What This Means for Businesses
- Build a cryptographic inventory. You cannot migrate what you cannot see. Map every place RSA, ECC, and certificates live - in apps, VPNs, devices, and vendor products.
- Protect long-lived secrets first. Prioritize data that must stay confidential for a decade; it is already exposed to harvest-now collection.
- Adopt crypto-agility. Architect systems so algorithms can be swapped without re-engineering - the next change will not be the last.
- Push your vendors. Ask cloud providers, SaaS tools, and hardware suppliers for their PQC roadmaps now, and prefer products that already support the NIST standards.
The Bottom Line
Post-quantum cryptography is the rarest kind of security project: one where the deadline is set by an event that has not happened yet, but the damage can begin years before it does. The harvest-now threat means the data you transmit today is already at risk, and the finalized NIST standards mean there is no longer any excuse to wait for the dust to settle - the dust has settled. ML-KEM, ML-DSA, and their hash-based backup are vetted, shipping, and already protecting a growing share of the internet quietly in the background.

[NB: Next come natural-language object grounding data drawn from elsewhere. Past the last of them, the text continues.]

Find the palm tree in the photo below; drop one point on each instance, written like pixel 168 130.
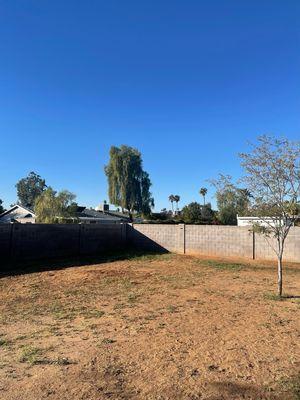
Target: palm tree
pixel 172 199
pixel 176 199
pixel 203 192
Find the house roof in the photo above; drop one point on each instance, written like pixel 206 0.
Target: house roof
pixel 88 213
pixel 28 210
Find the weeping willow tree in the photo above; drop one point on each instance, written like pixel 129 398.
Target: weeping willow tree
pixel 128 184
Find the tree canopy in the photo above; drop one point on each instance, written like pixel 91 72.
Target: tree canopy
pixel 231 200
pixel 1 207
pixel 197 213
pixel 29 188
pixel 128 184
pixel 272 174
pixel 52 207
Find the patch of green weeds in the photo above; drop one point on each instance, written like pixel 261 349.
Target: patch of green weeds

The organizations that come through Q-Day intact will not be the ones that scrambled at the last minute; they will be the ones that started inventorying their cryptography, prioritizing their most durable secrets, and demanding quantum-safe roadmaps from their vendors in 2026. The math that protected the digital world for fifty years is being quietly retired. Replacing it is the largest cryptographic migration in history - and the clock is already running.